Already viewed warily by civil libertarians, the court will grow more
powerful as a result of the tougher anti-terrorism laws President Bush
signed into law last month.

The court considers requests, almost always from the FBI, for warrants and
searches related to foreign intelligence operations inside the United States.

>From what little is known of the operation, the warrants typically allow
the government to listen in on suspected spies or terrorists.

Civil liberties and privacy watchdogs say the court established by the
Foreign Intelligence Surveillance Act now will be free to approve more and
broader wiretapping against a wider range of people. The government may
never have to disclose who was targeted, or why.

"FISA already had just the minimal trappings of a judicial process," said
David Sobel, a lawyer with the Electronic Privacy Information Center. The
anti-terrorism measures "chip away at the very minimal procedures that
currently exist."

The court has approved thousands of warrants since it was established by
Congress in 1978, and only once has turned down the government.

Civil libertarians have always been uneasy with the law and the court,
because FISA allows the government to do things in the name of national
security that would be illegal or unconstitutional if done as part of a
regular criminal investigation.

Under FISA, domestic surveillance can begin once the government shows a
suspect is probably a "foreign power or agent of a foreign power."

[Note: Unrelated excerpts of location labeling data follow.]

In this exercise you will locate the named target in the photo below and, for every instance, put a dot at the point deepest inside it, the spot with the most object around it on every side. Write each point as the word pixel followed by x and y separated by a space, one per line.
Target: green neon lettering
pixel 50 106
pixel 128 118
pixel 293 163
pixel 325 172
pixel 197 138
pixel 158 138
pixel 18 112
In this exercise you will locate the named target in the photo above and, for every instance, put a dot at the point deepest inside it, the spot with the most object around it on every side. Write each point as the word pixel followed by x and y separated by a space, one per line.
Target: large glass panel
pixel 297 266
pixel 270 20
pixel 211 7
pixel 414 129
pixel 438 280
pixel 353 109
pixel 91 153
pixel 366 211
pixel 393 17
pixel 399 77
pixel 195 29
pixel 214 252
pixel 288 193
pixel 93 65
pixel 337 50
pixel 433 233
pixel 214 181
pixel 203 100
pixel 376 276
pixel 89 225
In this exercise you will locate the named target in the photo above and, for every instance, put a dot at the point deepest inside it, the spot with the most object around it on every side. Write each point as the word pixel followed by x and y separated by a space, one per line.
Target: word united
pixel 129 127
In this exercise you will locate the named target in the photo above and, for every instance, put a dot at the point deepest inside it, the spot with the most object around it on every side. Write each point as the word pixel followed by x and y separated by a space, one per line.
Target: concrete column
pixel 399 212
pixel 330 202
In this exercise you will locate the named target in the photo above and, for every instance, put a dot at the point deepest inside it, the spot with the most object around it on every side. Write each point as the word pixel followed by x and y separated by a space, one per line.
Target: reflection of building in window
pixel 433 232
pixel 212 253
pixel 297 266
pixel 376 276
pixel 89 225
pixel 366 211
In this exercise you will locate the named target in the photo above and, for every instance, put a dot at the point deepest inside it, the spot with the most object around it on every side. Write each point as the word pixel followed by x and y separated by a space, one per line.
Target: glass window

Law enforcement must meet a higher standard - probable cause that a crime
was committed - to get an ordinary criminal warrant for wiretapping or
other electronic intrusion.

The different standards were permitted because secret FISA surveillance is
supposed to help protect the country, rather than gather information about
a particular person that could be used against them in court.

The new anti-terror laws effectively eliminate that distinction, said Kate
Martin, director of the Center for National Security Studies.

"They totally erased it. Now the primary purpose can be law enforcement,"
she said.

"We think it renders the statute unconstitutional."